19.     Cowboys – Courtland Sutton – WR – SMU
Bon, je sais, le choix est un peu trop facile ici, mais je pense qu’il fait beaucoup de sens. Les Cowboys ont plusieurs faiblesses en défensive, surtout dans le front défensif, mais après avoir libéré Dez Bryant, leur groupe de receveur est loin d’être spectaculaire. Est-ce qu’Allen Hurns est un véritable numéro 1? Cole Beasley est un bon demi inséré, mais il manque un receveur de l’autre côté du terrain. À 6’4″ et 220 livres, Sutton apporterait un élément différent à l’offensive des Cowboys. Excellent dans la zone payante, le jeune receveur doit encore travailler sur ses tracés de passe, mais ses aptitudes physiques sont indéniables. Ai-je aussi mentionné qu’il est natif de la région de Dallas et y a joué son football universitaire?
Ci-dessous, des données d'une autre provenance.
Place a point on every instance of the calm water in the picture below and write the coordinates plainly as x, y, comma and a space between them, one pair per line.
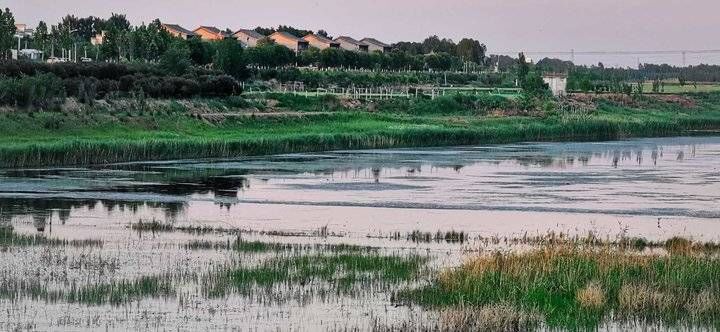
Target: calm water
655, 188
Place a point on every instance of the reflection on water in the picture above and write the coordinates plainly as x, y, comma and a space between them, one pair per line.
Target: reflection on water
672, 179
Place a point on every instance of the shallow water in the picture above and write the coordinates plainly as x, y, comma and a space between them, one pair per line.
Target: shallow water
655, 188
652, 188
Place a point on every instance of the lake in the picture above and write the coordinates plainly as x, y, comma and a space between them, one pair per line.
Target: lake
652, 188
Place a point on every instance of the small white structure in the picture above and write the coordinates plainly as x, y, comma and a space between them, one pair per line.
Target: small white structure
31, 54
99, 39
556, 82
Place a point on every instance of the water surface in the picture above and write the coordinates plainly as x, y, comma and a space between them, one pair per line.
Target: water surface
654, 188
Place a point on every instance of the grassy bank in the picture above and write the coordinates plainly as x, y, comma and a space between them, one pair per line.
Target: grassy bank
576, 287
124, 131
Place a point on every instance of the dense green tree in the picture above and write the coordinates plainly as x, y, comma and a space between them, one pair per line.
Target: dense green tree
200, 52
229, 58
176, 59
471, 50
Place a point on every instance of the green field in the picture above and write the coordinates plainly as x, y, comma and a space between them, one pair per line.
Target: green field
677, 88
122, 131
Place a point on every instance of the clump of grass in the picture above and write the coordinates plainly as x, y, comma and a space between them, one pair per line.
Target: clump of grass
339, 271
115, 292
9, 238
120, 292
427, 237
578, 286
591, 296
153, 226
501, 317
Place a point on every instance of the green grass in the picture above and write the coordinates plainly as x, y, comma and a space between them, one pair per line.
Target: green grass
339, 270
93, 137
9, 238
687, 88
579, 288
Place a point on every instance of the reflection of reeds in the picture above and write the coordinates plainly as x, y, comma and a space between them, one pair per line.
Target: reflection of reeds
578, 286
9, 238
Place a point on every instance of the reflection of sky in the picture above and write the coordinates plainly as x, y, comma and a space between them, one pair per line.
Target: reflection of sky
653, 178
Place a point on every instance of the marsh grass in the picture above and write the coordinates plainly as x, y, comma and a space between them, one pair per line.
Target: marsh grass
580, 287
427, 237
9, 238
114, 293
98, 140
338, 270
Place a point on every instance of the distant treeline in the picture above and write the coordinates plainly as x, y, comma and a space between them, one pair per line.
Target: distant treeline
31, 84
599, 77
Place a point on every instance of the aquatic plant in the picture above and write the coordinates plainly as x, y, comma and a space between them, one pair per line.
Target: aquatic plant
579, 287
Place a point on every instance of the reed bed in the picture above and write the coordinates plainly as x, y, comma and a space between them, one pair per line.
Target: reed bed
9, 238
580, 287
192, 138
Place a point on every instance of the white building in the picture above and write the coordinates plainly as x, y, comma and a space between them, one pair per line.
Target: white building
557, 83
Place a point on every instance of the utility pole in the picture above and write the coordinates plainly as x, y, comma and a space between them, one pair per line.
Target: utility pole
684, 58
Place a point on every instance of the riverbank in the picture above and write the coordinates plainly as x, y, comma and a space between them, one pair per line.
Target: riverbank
124, 130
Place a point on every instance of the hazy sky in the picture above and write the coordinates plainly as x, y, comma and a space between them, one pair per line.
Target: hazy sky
503, 25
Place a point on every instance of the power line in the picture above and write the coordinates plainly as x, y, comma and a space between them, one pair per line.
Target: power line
573, 53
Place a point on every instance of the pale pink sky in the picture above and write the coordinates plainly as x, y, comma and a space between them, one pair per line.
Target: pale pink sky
504, 25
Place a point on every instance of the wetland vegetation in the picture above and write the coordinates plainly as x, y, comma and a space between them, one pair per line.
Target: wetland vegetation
117, 131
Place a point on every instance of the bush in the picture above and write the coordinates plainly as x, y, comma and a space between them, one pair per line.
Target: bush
41, 91
219, 86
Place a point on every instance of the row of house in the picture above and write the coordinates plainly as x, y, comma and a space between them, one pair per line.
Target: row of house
250, 38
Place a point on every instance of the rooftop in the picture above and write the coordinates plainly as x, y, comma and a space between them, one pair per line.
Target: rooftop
211, 29
285, 35
178, 28
251, 33
320, 39
350, 40
374, 42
20.     Lions – Marcus Davenport – DE – UTSA
Marcus Davenport est sans aucun doute l’une des cartes cachées du repêchage 2018. Évoluant dans une division moins réputée, pour l’Université du Texas à San Antonio, l’ailier défensif est un monstre physiquement du haut de ses 6’7″ et 255 livres. Les joueurs de conférences inférieures sont toujours plus difficiles à classer et certains voient Davenport aussi haut que le 8e échelon, mais des joueurs plus sûrs ou au potentiel plus élevé m’apparaissent plus intéressants. Au 20e rang toutefois, les Lions se trouvent justement à avoir une lacune sur la ligne défensive, particulièrement chez leurs ailiers défensifs. L’ajout d’un projet comme Davenport serait donc tout indiqué pour le nouvel entraineur, Matt Patricia, qui voudra assurément améliorer un front défensif qui a été très inconstant en 2017.
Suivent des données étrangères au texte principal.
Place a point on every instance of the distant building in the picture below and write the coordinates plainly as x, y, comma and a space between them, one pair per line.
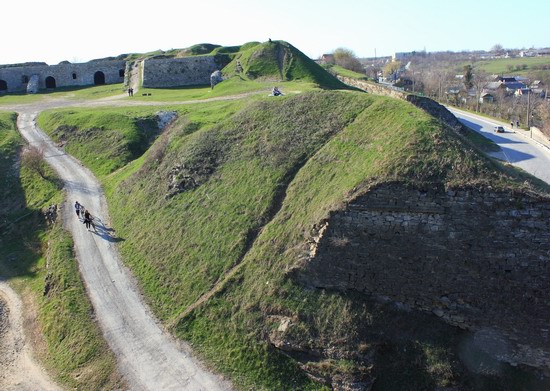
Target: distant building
486, 97
327, 59
400, 56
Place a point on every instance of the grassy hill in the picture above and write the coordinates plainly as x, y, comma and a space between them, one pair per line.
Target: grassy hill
38, 261
279, 61
216, 212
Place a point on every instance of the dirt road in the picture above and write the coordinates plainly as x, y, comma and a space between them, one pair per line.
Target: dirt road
148, 358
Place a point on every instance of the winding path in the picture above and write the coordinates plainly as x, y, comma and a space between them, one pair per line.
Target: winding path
148, 358
516, 149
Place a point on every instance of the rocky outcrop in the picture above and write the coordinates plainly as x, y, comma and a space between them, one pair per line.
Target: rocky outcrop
476, 258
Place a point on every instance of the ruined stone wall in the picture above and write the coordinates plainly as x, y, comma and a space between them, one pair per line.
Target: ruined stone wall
65, 75
158, 73
477, 259
429, 105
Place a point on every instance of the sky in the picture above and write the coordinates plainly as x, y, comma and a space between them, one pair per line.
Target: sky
78, 31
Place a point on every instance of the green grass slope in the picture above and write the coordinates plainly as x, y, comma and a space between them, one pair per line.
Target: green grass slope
217, 211
279, 61
250, 189
38, 260
106, 141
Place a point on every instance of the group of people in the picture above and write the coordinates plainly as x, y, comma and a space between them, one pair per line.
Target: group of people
275, 91
84, 214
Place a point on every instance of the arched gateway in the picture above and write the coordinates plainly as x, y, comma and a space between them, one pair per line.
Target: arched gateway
50, 82
99, 78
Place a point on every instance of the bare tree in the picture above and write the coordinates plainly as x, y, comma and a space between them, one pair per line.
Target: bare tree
346, 58
33, 159
480, 80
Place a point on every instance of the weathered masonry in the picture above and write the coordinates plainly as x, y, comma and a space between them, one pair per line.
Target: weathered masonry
176, 72
476, 258
32, 78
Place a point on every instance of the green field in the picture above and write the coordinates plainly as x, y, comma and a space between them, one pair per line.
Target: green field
216, 211
79, 93
501, 66
37, 259
264, 171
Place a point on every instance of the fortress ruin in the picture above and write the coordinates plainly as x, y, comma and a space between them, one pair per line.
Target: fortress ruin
154, 73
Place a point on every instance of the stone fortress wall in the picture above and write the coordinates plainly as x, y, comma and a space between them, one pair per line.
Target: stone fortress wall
29, 78
477, 259
175, 72
155, 73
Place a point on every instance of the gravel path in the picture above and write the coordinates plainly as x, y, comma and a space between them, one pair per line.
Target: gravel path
147, 356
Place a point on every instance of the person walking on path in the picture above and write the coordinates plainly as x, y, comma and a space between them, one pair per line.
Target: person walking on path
88, 220
77, 207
21.     Bengals (via Bills) – Frank Ragnow – C/G – Arkansas
31e pour les verges au sol et dans la deuxième moitié des équipes de la ligue pour les sacs alloués, la ligne à l’attaque est le plus gros problème actuellement chez les Bengals. Jusqu’à tout récemment, je les voyais y aller pour Isaiah Wynn ou James Daniels ici, mais il semblerait que Frank Ragnow ait tout simplement pris toute la place dans les discussions à Cincinnati et qu’il serait maintenant leur cible numéro un. Ragnow (tout comme Daniels) serait un ajout exceptionnel au centre de la ligne, lui qui a la polyvalence pour jouer aux trois positions qui le composent. Ayant complété son parcours universitaire malgré ses 21 ans seulement, il représenterait un ajout formidable pour Joe Mixon et Andy Dalton, notamment étant donné qu’il excelle tant dans le jeu au sol qu’en protection de passe. Ragnow a de plus dominé le « combine » et il semblerait qu’il est prêt à jouer dans la NFL dès la semaine un.